Он не мог пошевелить ни одной частью своего тела, даже дёрнуть уголком губ или мускулом под кожей.
Тошнота омывала его в сочетании с болью столь сильной, что он не мог её вынести, не мог думать. Болели его кости, его кожа, зубы, скальп, челюсти, пальцы, суставы, мышцы руки и ног, ступни. Даже его член болел.
Каждая часть его тела болела, но каким-то образом это не смешивалось в единую неописуемую боль.
Она не приходила волнами.
Скорее, она была постоянной, не унимающейся, до безумия конкретной. Он мог почувствовать каждую болевшую часть дела в отдельности, индивидуально, как независимую специфическую разновидность дискомфорта или откровенной агонии. Сосредоточенность на одной боли не уменьшала другие ощущения. Сосредоточенность на одной боли не отвлекала его от происходящего с другими частями его тела.
Он был не один.
Осведомлённость об окружении не меркла на фоне боли.
Он определённо был не один в этой комнате.
Он не понимал, откуда ему это известно. Он ничего не слышал.
Ну, нет… нет, это неправда.
Он слышал разное.
Он много чего слышал.
Осознание того, как много он слышал, на мгновение отвлекло его от не-пустоты комнаты, хоть и не преуспело в отвлечении его от боли. Это вовсе не уняло боль, но сосредоточило его разум как лазер, направив на другую часть горизонта.
То, сколько всего он слышал, сбивало с толку. А ещё это заставляло его член болеть, но уже не так, как раньше.
Слабый ветерок коснулся стекла справа от него, чуть выше места, где он лежал.
Ник прислушивался к продвижению ветра, пока тот легонько пробегал мимо окна, как беглое прикосновение пальцев. Он услышал дрожь стекла, лёгкую вибрацию в деревянной раме.
Он отвлёкся от окна, когда кто-то смыл в унитазе на несколько этажей выше него, и вода лениво хлынула в чашу перед тем, как её засосало в трубу. Он слышал, как мужчина вышел из туалета (откуда он знал, что это мужчина?), прислушался к скрипу старых деревянных половиц, скрипу линолеума под поношенными кожаными туфлями.
Здание было старым. Высокие потолки.
Он находился в городе, но не в том, который хорошо знал.
Никакие из запахов не казались теми самыми.
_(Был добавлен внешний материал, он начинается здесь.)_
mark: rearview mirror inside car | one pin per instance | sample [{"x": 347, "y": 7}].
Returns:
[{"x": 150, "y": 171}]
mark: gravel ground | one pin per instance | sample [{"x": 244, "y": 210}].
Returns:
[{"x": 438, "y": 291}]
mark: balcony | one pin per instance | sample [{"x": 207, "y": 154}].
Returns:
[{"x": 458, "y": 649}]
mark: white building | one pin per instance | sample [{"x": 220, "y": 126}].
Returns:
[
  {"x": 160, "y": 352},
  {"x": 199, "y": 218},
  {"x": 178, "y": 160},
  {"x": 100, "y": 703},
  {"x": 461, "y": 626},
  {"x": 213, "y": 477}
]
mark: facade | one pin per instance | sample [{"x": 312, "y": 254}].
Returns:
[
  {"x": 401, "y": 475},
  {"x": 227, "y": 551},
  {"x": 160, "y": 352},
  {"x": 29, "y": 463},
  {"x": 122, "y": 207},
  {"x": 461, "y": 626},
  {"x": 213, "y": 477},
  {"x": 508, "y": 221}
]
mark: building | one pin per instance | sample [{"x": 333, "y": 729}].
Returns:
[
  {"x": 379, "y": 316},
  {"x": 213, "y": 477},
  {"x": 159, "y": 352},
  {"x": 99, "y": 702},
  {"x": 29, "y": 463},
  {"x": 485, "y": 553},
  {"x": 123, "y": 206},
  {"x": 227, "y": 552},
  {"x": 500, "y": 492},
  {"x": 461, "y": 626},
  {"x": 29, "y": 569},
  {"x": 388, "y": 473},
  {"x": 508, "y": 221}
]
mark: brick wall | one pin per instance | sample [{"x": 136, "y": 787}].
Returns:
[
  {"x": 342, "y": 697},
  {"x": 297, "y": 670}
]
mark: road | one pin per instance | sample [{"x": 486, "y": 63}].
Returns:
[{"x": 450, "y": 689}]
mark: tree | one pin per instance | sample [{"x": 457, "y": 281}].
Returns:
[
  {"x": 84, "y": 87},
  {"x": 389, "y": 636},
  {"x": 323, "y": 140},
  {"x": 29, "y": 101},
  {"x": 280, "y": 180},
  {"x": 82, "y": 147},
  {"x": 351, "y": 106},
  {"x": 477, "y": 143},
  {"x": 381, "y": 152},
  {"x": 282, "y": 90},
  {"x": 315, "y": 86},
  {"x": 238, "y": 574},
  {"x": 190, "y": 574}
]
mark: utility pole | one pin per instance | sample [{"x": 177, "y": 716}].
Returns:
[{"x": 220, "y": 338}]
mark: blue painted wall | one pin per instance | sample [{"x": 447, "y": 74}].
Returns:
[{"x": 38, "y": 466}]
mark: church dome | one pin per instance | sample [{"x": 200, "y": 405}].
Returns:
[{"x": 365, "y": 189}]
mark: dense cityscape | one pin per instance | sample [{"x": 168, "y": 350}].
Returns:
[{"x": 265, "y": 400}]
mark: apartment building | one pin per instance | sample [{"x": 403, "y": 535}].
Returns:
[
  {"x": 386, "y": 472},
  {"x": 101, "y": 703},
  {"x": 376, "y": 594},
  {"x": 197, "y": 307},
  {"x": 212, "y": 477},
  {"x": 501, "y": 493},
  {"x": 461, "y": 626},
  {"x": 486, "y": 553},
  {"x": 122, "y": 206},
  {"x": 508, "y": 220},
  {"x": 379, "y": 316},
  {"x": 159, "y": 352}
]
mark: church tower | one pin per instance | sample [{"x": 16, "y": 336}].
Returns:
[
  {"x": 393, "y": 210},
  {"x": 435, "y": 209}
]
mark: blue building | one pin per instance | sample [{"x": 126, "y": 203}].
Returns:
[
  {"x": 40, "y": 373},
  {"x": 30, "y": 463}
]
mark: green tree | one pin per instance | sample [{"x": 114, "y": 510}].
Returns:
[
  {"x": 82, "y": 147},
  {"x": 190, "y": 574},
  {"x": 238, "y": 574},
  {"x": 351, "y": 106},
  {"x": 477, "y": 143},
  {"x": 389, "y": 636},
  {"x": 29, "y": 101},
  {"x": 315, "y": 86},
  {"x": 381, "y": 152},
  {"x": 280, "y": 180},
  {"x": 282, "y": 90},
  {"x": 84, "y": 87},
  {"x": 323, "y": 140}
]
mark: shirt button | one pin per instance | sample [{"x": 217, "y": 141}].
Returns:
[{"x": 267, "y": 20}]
Он слышал телевизор, работавший в комнате другой квартиры, и на несколько секунд сосредоточился на нём, слушая, как молодая пара тихо переговаривается на скрипучем диване. Французы? Итальянцы? Они говорили по-французски. В соседней квартире другая молодая женщина смеялась, разговаривая по телефону, лениво кружа по кухне босиком и разговаривая с кем-то также по-французски, но с другим акцентом.
Он услышал, как кто-то пустил воду в кухонную раковину в той же квартире, расслышал бормотание, тоже не на английском, а затем шорох рук, вытираемых о полотенце.
Ник сосредоточил своё внимание за пределами здания.
Он тут же услышал уличное движение в таких деталях, что буквально представлял себе разные машины. Он наблюдал, как они проезжают мимо — лимузины, седаны, мотоциклы, грузовики, автобусы, велосипеды, фургоны. Он слышал более отдалённые человеческие голоса, говорившие в основном по-французски, музыку в близлежащих витринах и ресторанах. Он слышал звуки соприкасавшегося стекла и металла, звуки стекла и дерева, отдалённые глотки — кто-то пил жидкость безо льда, скорее всего, пиво.
Чем больше он фокусировался на отдельном скоплении звуков, тем больше он слышал.
Однако в этой комнате — ничего.
Он даже не слышал дыхания.
И всё же он знал, что он не один.
С трудом сделав усилие, он постарался открыть глаза.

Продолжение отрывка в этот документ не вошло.